10/01 Bundes-Verfassungsgesetz (B-VG);
40/01 Verwaltungsverfahren;
63/01 Beamten-Dienstrechtsgesetz;

Norm

AVG §13 Abs1;
AVG §16 Abs1;
AVG §16 Abs2;
AVG §37;
AVG §39 Abs2;
AVG §45 Abs2;
AVG §46;
AVG §47;
AVG §59 Abs1;
AVG §8 Abs1;
BDG 1979 §75;
B-VG Art130 Abs2;

Betreff

Der Verwaltungsgerichtshof hat durch den Vorsitzenden Senatspräsident Dr. Knell und die Hofräte Dr. Germ, Dr. Höß, Dr. Riedinger und Dr. Waldstätten als Richter, im Beisein des Schriftführers Mag.
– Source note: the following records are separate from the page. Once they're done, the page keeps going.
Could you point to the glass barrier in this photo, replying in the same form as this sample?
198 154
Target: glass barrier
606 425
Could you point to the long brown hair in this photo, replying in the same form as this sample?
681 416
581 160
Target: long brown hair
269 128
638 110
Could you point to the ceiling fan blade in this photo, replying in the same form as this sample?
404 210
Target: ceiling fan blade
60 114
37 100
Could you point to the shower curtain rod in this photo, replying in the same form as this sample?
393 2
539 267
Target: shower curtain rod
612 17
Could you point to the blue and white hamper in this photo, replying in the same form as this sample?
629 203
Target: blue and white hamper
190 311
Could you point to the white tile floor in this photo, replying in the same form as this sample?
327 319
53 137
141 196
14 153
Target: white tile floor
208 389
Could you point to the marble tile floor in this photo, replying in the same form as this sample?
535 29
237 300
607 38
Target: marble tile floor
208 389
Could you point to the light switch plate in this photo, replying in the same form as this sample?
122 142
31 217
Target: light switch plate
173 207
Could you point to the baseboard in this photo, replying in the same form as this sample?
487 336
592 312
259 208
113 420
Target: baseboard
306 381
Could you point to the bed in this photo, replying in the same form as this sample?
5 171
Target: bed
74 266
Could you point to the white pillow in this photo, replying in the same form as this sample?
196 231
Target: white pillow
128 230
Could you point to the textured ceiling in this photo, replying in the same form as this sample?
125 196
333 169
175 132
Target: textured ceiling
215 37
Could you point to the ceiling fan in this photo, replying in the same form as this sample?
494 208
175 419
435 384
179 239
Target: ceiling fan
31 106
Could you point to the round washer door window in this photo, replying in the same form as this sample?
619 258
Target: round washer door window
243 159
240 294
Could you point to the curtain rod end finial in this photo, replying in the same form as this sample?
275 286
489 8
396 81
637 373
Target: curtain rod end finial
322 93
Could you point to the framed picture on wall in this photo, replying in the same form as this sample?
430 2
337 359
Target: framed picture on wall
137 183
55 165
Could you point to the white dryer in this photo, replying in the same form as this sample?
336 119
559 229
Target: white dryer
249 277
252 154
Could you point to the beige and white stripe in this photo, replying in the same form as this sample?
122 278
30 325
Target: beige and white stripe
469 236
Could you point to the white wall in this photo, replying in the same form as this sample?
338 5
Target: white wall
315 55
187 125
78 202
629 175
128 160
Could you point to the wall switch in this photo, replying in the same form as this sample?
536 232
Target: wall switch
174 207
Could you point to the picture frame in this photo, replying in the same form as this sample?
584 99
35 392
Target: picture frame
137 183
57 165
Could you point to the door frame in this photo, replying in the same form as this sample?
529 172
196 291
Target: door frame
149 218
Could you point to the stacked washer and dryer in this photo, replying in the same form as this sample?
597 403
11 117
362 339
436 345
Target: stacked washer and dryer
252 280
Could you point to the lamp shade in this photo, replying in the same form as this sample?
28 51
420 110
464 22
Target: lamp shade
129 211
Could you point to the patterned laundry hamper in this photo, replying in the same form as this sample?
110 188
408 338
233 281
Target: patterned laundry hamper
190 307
Leitner, über die Beschwerde des Mag. J in S, vertreten durch Dr. W, Rechtsanwalt in W, gegen den Bescheid des Bundesministers für Unterricht und Kunst vom 19. August 1993, Zl. 106.965/16-III/15/91, betreffend Gewährung eines Karenzurlaubes nach § 75 BDG 1979, zu Recht erkannt:

Spruch

Der angefochtene Bescheid wird wegen Rechtswidrigkeit infolge Verletzung von Verfahrensvorschriften aufgehoben.

Der Bund hat dem Beschwerdeführer Aufwendungen in der Höhe von S 12.770,-- binnen zwei Wochen bei sonstiger Exekution zu ersetzen.

Begründung

Der Beschwerdeführer steht als Professor in einem öffentlich-rechtlichen Dienstverhältnis zum Bund. Seine Dienststelle ist ein Bundesrealgymnasium.

Mit Schreiben vom 31. Oktober 1991 beantragte der Beschwerdeführer, ihm für die Zeit vom 7. Jänner bis 6. April 1992 (drei Monate) wegen eines beabsichtigten Studienaufenthaltes in Australien einen Karenzurlaub nach § 75 BDG 1979 zu gewähren. In Abänderung bzw. Ergänzung dieses Ersuchens beantragte der Beschwerdeführer mit Schreiben vom 5. Dezember 1991 die "Gewährung eines Karenzurlaubes für die Dauer des zweiten Semesters des Schuljahres 1991/92" und begründete dies ausführlich.

In den Votalausführungen zum angefochtenen Bescheid findet sich unter anderem folgender Hinweis:

"Gem. tel. Rücksprache des Genannten mit Abt. III/18 ist der Genannte im Sinne einer gleichmäßigen Behandlung ähnlicher Fälle mit der Gewährung eines KU bis zum Ende des Schuljahres 1991/92 d.i. der 13.9.92, einverstanden."

Auch in dem Begleitschreiben der belangten Behörde vom 17. Jänner 1992, mit dem der angefochtene Bescheid an den zuständigen Landesschulrat mit dem Ersuchen um Ausfolgung an den Beschwerdeführer übermittelt wurde, ist davon die Rede, der Beschwerdeführer habe seinen Antrag nach telefonischer Rücksprache mit der belangten Behörde "auf die Zeit einschließlich der Hauptferien ausgedehnt."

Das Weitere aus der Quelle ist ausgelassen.